Howard Eiland, a recent Massachusetts Institute of Technology literature faculty retiree and scholar, discussed the theme of “reality as palimpsest” and the work of critical theorist Walter Benjamin in a talk on Thursday afternoon.

Eiland, author of Walter Benjamin: A Critical Life, which was released earlier this year, and co-editor and translator of multiple volumes of English editions of Benjamin’s work, focused primarily on the relationship between past and present.

A palimpsest—manuscript or piece of writing that has been reused or altered, while still maintaining traces of its earlier form—is relevant to understanding Benjamin and his work in multiple ways. For one, Eiland highlighted an analogy, referring to the palimpsest as a “vertical montage” whose layers “bleed into one another.” He noted that images are often viewed, forgotten and retrieved once again. Eiland said at the event that “attentive immersion and multi-dimensional concreteness”—or “that way of seeing through different windows simultaneously”—is an act that is “both very new and very old.”

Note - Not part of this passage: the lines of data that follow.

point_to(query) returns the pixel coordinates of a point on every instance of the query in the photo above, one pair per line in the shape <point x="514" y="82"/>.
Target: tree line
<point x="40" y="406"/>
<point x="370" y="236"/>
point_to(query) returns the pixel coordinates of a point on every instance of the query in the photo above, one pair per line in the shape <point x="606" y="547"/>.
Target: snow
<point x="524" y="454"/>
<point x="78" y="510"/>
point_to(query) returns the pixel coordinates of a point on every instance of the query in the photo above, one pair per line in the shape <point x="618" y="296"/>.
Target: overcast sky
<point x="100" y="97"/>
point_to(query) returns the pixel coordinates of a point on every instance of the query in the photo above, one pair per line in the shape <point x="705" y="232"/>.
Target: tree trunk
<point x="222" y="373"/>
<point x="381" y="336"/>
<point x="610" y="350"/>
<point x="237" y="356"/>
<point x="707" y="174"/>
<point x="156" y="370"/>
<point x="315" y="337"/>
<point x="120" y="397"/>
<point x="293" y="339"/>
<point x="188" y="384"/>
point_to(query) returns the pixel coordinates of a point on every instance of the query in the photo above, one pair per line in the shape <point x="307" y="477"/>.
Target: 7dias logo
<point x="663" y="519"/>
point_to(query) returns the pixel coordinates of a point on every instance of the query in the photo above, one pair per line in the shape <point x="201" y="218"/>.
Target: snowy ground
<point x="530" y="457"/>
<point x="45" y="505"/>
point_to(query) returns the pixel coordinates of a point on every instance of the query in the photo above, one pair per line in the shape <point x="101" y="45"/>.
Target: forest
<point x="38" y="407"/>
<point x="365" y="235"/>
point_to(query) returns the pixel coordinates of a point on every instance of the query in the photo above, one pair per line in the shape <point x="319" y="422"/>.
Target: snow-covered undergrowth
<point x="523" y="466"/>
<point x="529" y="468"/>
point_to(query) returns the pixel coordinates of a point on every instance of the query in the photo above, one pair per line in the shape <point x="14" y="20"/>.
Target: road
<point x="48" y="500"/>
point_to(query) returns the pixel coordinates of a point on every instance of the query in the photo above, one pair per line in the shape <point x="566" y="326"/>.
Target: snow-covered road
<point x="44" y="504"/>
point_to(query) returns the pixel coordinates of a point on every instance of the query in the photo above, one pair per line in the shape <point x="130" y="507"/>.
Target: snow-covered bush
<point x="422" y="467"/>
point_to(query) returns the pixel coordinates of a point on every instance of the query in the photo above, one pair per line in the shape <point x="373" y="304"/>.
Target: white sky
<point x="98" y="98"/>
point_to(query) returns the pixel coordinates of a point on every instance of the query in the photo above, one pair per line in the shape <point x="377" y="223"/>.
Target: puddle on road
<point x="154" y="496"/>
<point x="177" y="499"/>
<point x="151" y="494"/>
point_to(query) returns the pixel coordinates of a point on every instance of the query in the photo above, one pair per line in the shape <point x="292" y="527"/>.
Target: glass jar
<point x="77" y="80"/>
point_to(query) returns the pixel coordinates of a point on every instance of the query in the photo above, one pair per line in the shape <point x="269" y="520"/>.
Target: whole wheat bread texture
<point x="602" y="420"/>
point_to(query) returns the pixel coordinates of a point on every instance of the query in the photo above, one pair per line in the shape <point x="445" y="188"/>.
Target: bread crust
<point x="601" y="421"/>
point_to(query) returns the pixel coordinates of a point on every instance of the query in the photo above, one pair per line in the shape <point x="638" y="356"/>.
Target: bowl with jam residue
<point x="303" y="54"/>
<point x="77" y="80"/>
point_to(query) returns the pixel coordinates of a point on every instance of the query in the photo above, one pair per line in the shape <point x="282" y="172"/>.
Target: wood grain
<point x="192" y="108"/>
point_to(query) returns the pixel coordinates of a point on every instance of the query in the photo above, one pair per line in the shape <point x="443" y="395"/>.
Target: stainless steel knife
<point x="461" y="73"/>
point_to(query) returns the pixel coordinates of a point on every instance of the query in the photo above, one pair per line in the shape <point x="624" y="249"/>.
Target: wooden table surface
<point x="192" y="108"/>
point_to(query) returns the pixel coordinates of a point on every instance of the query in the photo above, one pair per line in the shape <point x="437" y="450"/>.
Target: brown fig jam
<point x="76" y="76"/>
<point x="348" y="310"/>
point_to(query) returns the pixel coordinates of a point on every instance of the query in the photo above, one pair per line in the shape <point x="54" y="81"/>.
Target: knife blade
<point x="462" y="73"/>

Eiland began the lecture first by noting the challenge in studying Benjamin, stating that “everything in creation becomes a text to be interpreted, a picture puzzle to decipher. The only problem is that the material must be deciphered in the absence of a definitive code.”

He continued on to explain the connection between the past and present with Benjamin’s image of the flâneur—or the lounger or wanderer, which symbolizes the modern experience. Eiland said that the flâneur outlook is representative of the emergence of dialectical image, looking both backward and forward in time. As Benjamin wrote in his book titled Arcades Project, “It’s not that what is past casts its light on what is present, or what is present its light on the past; rather, image is that wherein what has been comes together in a flash with the now to form a constellation.”

Eiland elaborated on this, saying that the “meaning of past events is actualized,” and reconstructed “with concerns of the present day.” He said that Benjamin speaks of historical understanding as a “focal point of attention and remembrance.” The flâneur sees traces of the past that infiltrate the present landscape, as Eiland explained. “Experience unfolds as elusive dream,” he said. The theme of the past and present fits in with Benjamin’s criticism of historicism and historical materialism.

Benjamin died before he could finish Arcades Project. The publication has drawn attention due to the decisions of editors in ordering the work and as such, has been compared to a palimpsest itself. Eiland is one of these editors who worked on the project.

In a question-and-answer session following Eiland’s talk, the complexities in Benjamin’s thought were addressed. Benjamin, a part of the Frankfurt School of thought of which former Brandeis professor and German philosopher Herbert Marcuse was also a part, combines aspects of German idealism and Marxism in his thought.

Eiland described Benjamin as “optimistic” and “communistic” in some of his works, while also taking on a more traditional role as a storyteller in others. He asserted that he believes these both comprise the “real Benjamin,” despite the contradiction it provides. “His whole way of thinking is animated by contradiction, and I suppose that’s because the world is seen as contradictory, and the only way to be true to it is somehow to embody those contradictions,” Eiland said.

Patrick Gamsby, a scholarly communications librarian and History of Ideas lecturer who teaches the History of Ideas program core course, introduced Eiland at the event. Gamsby said that about 50 people attended the event in an interview with the Justice. He said that attendees were “able to hear about a very important disciplinary figure” and “learn more about him from one of the foremost experts.” Gambsy added that he hoped attendees took away “the fact that critical theory, or the Frakfurt School, is still relevant and still of interest.”

The event was sponsored by the History of Ideas program, the European Cultural Studies program and the Robert D. Farber University Archives & Special Collections.

—Hannah Wulkan contributed reporting.